Dealing with even one of the common diseases can be very difficult if that disease spreads fast.

The same goes to this Android malware that spreads extremely fast with the aim of stealing passwords, bank details and other sensitive information. Once installed, the malware also gains access to the victim's address book, allowing it to send text message to all their contacts, further spreading the malware.

Called the 'FluBot', the malware is installed via text messages claiming to be from a legitimate delivery company such as DHL, Amazon, Asda, Argos and others.

Through the messages, it asks users to click on a link to track a package delivery.

When clicking on the link, victims will head to a website, where they need to install an application by downloading an APK file to follow the fake delivery.

Knowing that Android disables installation of APK files from third-parties, the fake websites provide information on how to bypass these protections and allow FluBot to be installed.

Once installed, FluBot will quickly obtain all the permissions necessary to access and steal sensitive information including passwords, online bank details and other personal information, as well as the ability to spread itself to others.

It's through this worm-like mechanism of using contact information that allows FluBot to spread quickly.

The UK's National Cyber Security Centre (NCSC) has issued a security guidance on how to identify and remove this FluBot malware, while a number of network providers including Three and Vodafone have also issued warnings to their users over the text message attacks.

The NCSC urges users who receive the FluBot messages to forward them to the free spam-reporting service, before proceeding to delete the message.

The NCSC has also warned people who've already clicked the link and downloaded the application to not login to any additional online accounts to stop attackers harvesting more personal information.

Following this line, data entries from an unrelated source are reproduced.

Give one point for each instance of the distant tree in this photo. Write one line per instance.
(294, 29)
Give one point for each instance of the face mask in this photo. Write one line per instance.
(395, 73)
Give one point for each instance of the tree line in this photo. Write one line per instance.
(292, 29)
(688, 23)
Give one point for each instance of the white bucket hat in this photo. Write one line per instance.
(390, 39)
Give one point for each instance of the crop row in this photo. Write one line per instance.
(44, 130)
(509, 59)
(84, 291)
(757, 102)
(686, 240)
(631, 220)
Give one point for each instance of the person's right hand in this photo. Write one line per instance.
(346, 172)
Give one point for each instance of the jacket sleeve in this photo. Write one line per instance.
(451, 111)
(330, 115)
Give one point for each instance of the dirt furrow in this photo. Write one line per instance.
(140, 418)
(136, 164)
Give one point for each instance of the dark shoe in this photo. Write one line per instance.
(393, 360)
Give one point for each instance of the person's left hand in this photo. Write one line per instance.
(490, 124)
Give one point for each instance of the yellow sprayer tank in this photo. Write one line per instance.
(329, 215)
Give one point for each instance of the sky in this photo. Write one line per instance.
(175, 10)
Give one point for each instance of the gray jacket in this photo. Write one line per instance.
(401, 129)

After that, they need to perform a factory reset of the device as soon as possible, and then restore their device to their previous state before the FluBot malware was installed.

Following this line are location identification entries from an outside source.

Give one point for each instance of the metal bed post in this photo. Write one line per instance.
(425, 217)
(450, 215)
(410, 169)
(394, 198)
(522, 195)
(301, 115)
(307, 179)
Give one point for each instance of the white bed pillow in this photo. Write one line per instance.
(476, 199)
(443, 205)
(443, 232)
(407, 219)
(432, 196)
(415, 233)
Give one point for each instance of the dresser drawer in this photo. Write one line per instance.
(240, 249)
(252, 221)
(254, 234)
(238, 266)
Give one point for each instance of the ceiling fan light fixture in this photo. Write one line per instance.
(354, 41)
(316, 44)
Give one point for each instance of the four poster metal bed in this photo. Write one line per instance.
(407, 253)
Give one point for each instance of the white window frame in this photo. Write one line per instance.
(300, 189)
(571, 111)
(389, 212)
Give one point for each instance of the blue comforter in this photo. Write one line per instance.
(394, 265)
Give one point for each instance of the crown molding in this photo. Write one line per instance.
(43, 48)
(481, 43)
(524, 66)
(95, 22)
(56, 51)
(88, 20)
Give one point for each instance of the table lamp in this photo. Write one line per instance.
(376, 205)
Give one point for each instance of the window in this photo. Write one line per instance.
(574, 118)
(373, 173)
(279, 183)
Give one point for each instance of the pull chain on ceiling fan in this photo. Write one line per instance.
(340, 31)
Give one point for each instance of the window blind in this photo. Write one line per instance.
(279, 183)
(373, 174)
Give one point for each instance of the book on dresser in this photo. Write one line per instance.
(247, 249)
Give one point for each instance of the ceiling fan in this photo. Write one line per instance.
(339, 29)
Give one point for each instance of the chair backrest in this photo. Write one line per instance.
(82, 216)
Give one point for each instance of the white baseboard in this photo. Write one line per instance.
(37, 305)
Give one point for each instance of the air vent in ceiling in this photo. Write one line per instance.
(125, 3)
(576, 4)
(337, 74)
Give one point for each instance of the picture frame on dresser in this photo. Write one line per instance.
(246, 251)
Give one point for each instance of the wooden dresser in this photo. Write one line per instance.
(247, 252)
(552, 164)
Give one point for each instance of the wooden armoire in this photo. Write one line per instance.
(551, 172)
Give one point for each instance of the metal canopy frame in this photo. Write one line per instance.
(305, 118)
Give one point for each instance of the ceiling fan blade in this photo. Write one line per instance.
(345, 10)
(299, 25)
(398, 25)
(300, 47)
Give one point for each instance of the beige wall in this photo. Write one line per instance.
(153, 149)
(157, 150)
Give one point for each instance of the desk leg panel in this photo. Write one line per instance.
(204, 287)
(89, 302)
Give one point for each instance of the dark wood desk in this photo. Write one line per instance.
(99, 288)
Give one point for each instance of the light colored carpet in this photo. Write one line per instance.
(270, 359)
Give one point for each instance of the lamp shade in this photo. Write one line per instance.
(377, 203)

The NCSC also recommends that users should change the passwords of any accounts they've logged in to since downloading the app, as well as any other accounts that use the same password, in order to prevent attackers from having continued access.

Flubot's action, installation, and access notifications. (Credit: Proofpoint)

To protect against this kind of malware and scams, NCSC said that users should:

  1. Backup their device to ensure that they don’t lose important information like photos and documents.
  2. Only install new apps from the official app stores. For example, most Android devices use Google’s Play Store. Some manufacturers, such as Huawei, provide their own app store.
  3. For Android devices, make sure that Google’s Play Protect service is enabled if the device supports it. Some Huawei devices provide a similar tool to scan devices for viruses.

It is also said that users must be wary of unexpected SMS messages, and take the time to verify that the requested permissions make sense when they want to install new apps.

According to reports, the malware only infects Android devices.

However, the NCSC advises Apple users to also pay close attention to text messages that ask them to click links about a delivery.

While the APKs won’t install on iOS devices, there is always the chance that the fake delivery websites could also be used to steal personal information.

FluBot has the capacity to continue to spread at a fairly rapid rate. Despite there are ways to easily remove the malware, as long as there are people willing to trust an unexpected SMS message and follow the threat actors’ provided instructions and prompts, campaigns such as these will be successful.